There’s a little problem with analog advertising on social media: businesses are getting sick of spending money on it when they have no idea whether it’s actually driving sales, and social media sites need to prove ROI if they’re to stand a chance of persuading advertisers to buy bigger campaigns. Which is where New York-headquartered Datalogix comes in: its platform deftly connects online advertising with offline consumer behavior, and most tech-savvy product managers would agree that that means it’s taking the guesswork out of marketing and replacing it with science.
Linking meatspace with cyberspace
Beginning life in 2002, Datalogix has risen to become a critical component in Twitter’s and Facebook’s monetization machines — and its partner list contains the kind of names to make the average product manager’s jaw drop. It’s populated by juggernauts like Yahoo, Google, eBay and many others, including firms featured on these pages like YuMe, Drawbridge and Tremor Video. And as a sign of the confidence it’s inspiring in the business community, it recently raised a thundering $45 million in Series C funding led by Wellington Management Company.

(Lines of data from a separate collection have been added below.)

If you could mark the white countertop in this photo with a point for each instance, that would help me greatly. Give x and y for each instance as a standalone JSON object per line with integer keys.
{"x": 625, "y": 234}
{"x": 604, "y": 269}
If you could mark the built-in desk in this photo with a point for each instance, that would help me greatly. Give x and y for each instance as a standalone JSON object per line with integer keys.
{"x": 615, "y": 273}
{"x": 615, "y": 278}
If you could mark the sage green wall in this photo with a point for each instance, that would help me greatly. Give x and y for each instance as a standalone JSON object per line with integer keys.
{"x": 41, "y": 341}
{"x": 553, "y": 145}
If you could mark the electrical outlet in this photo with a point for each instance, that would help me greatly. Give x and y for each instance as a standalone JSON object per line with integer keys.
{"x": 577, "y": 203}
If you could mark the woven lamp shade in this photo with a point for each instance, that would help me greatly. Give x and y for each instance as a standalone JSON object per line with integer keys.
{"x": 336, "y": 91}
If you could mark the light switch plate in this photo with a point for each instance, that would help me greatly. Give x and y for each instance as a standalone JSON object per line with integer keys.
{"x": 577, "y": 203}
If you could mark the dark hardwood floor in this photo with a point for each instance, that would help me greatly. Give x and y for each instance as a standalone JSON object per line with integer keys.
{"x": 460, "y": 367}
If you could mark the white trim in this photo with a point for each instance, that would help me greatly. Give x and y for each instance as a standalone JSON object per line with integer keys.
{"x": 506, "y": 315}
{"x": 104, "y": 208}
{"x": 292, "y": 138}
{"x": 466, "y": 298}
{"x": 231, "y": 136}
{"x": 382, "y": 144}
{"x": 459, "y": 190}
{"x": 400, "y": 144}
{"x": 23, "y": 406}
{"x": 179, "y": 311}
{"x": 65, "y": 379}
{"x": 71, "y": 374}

So, intrigued product managers, this is how Datalogix works. Let’s take Facebook: if you use a grocery store loyalty card to get a discount on, say, Listerine Ultraclean, that information gets conveyed anonymously to Facebook by Datalogix (it hashes your personally identifiable data). Facebook can then give this information to a competitor brand like Crest 3D White, which in turn can target ads for its product because it now knows you use mouthwash. If Crest buys $2 worth of ads neatly targeted to mouthwash users (including you), and between you, you mouthwashers raise your monthly spend on Crest 3D White to $10, the math is simple: Facebook lets Crest know it can give them $8 in ROI for a spend of $2. Result: Crest decides to buy more Facebook ads, and Facebook makes more money.
The recent Series C funding will be ploughed into developing a broader suite of audience and measurement products, and it seems pretty likely that most people won’t object to its tracking methods if they end up with relevant ads – it’s the irrelevant and obtrusive ones that tend to rub folk up the wrong way. For those with privacy concerns, though, there’s an opt out tool available.